In 2006 my view of film was changing dramatically. I had just stepped into the world of classic cinema, coming from liking blockbuster movies that didn’t really require much thinking, much thought after the fact, movies were just movies to me. I then discovered films such as The Godfather, Goodfellas, On the Waterfront, and Raging Bull. I was maturing as a viewer, consuming a different type of entertainment. It wasn’t until I saw The Prestige, however, that the way I viewed films was changed forever.
Once I finished watching Nolan’s tale of rival magicians, I realised for the first time that film could contain something more, something behind what was presented, that cinema could be tricky, devious, that a piece of drama could lead you in one direction and then pull the rug out from under your feet the very next. In 2006 I realised what I liked, what I wanted from a movie experience. For the first time I knew that a director, a writer, could orchestrate deceptively from behind the scenes, and that the person making this particular film was very clever indeed, much smarter than me.
I was left scratching my head, with a grin from ear to ear after Alfred Borden (Bale) made his big reveal towards the end of the film. I knew I had just seen something very special, something that I enjoyed very much. The moment when Borden is about to be hung, seemingly at the bottom of the barrel, with no way out, the moment where he delivers his final words, “Abracadabra”, before pulling back the curtain in front of the audience’s very eyes, along with those of his fierce on screen rival Angier (Jackman), and then dismantling his enemy’s world in the space of ten seconds, was pure magic. I was tricked. Angier was tricked. We were all deceived by not one but two illusionists, two kings of deception: Alfred Borden and Christopher Nolan.

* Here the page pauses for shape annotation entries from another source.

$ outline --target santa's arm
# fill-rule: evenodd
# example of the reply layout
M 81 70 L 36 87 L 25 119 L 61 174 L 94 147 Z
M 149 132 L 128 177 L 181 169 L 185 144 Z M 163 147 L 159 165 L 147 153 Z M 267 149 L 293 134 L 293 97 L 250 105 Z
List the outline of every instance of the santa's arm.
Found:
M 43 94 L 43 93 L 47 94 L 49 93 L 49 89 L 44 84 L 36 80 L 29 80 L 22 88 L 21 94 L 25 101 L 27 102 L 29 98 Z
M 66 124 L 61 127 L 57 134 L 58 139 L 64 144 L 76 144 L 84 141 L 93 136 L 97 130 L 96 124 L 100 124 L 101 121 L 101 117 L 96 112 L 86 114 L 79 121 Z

The film boasts a wonderful cast, much like all of Nolan’s films, and much like in these past movies, many familiar faces appear, but it is the chemistry and the enigmatic battle of personalities between Bale and Jackman that set the film on fire, bringing the script that was so deftly written to life. This whole film is a con, one long magic trick. Nolan even has the audacity to tell us that he is playing a fast one on us twice at the start of the film, yet none of us believed him, we weren’t willing to see what was right in front of our eyes. The very first words spoken by Alfred Borden, “Are you watching closely?”, surely should have been a warning. Or it at least should have been when Michael Caine’s senior magician explains how the trick works, explaining in relative detail what is about to happen to all of us: “It’s not enough to make something disappear; you have to bring something back.” It was all there, all ready for us to unpack, but we weren’t ready, none of us were expecting to be duped so expertly by tricksters at the top of their game.
Once the events of the film had somewhat settled in over the coming days and weeks, I knew where my future taste in films would lie. I started seeking out similar works, including Nolan’s very own Memento, another masterwork of misrepresentation and one of the finest accounts of unreliable narration in film history. Because of Nolan’s work on The Prestige, I was turned onto such classics as Mulholland Drive and The Usual Suspects. I had found my wheelhouse; I knew what I wanted from a film. I wanted to think, I wanted to be shown something that might not be quite what it seems, I wanted to be shown something that mirrors the way real life behaves, the way things aren’t always clear, that sometimes what is right before your eyes is the last thing you see. I wasn’t watching closely before I saw The Prestige, but I am now.